You might have heard people shout "Hey Alexa", "Okay Google", and "Hey Siri" into their 'smart' devices and trying to get these virtual assistants to do something. Amazon’s Alexa, Google's Assistant and Apple's Siri are voice-based virtual assistants that can respond to your voice commands. They can make calls, send text messages, provide updates on the weather, fix appointments and much more! But how do they do that? It is through speech recognition and understanding software that recognises a set of preset ‘commands.’
A common challenge in developing such speech recognition software is understanding the different accents people use. In a multilingual country like India, the vast diversity of languages presents a bigger challenge. The conference tries to address this and also showcases the latest advances in spoken language and communication research.
“The theme for this year's conference has been chosen keeping the Indian context in mind. In the past, there has been little participation from Indian students and industry. But since it will be happening in Hyderabad this year, which is easily accessible, we are expecting a larger participation from across the country,” remarks Prof.
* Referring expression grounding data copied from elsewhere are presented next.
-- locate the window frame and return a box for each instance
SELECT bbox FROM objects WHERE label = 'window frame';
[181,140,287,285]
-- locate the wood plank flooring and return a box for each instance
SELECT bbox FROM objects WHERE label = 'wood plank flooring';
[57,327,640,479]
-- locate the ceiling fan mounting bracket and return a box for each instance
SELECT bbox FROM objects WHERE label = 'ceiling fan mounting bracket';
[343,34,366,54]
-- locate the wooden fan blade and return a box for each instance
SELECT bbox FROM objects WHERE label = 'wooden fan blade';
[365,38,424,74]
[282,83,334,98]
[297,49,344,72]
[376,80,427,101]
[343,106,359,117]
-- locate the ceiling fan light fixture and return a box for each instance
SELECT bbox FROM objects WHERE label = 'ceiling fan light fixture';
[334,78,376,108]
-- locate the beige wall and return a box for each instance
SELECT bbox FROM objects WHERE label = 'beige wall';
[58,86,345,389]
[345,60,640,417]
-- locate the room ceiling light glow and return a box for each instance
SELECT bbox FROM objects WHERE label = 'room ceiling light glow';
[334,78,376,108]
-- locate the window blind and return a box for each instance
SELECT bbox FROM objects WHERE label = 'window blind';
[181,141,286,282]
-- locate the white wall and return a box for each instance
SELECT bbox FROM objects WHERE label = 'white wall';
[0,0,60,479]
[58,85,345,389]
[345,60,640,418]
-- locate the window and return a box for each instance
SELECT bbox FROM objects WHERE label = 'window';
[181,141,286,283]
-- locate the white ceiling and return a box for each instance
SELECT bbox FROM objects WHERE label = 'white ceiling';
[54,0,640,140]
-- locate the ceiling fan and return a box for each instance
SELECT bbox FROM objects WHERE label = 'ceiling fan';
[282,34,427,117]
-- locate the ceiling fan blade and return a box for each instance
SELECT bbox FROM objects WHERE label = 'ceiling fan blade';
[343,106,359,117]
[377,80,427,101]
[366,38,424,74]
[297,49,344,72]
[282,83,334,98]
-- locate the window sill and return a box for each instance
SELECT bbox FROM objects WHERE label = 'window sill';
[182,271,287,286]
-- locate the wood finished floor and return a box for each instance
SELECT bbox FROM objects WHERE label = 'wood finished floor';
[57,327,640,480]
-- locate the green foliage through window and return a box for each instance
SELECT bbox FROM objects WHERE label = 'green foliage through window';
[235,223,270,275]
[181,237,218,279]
Chandra Sekhar Seelamantula, an Associate Professor at IISc, who is also the Chair of the Publicity Committee of the conference.
The conference is supported by the International Speech Communication Association and is organized by “The Who’s Who of Speech Research in India” from IISc, IIT Madras, IIT Bombay, IIT Guwahati, IIT Hyderabad, IIT Kharagpur, IIT Mandi, IIT Kanpur, IIIT Hyderabad, IIIT Bangalore, NITs, AIISH Mysore, as well as from top corporate companies such as Microsoft, Amazon, Samsung, IBM Research, LinkedIn, and leading institutes from across the world, working cohesively under the leadership of Prof. B. Yegnanarayana, the father figure of speech research in India.
The conference participants include students, academicians, and industry representatives. The Amazon Alexa group is a founding member and sponsor of the event. Other sponsors and supporters include Uniphore, Microsoft, Baidu, Samsung, Tencent, Qualcomm, Google, Nvidia, GoVivace, University of Washington, Vignan University, BVRIT and the Indian Institute of Science. Many Government and R&D organizations as well as industries in India are expected to play a major role in terms of sponsorship and participation in this conference. There are many opportunities for startups as well as established industries and educational institutions to showcase their activities through exhibition stalls.
Since this is the first time Interspeech is coming to India, the expectations are high. “The speech processing industry was predominantly in Europe and US. In early 2000, the conference was held in China, after which China has produced many research papers in this area. We hope a similar story will unfold in India as well,” says Dr. Sriram Ganapathy from IISc, who is on the Sponsorship Committee of the conference.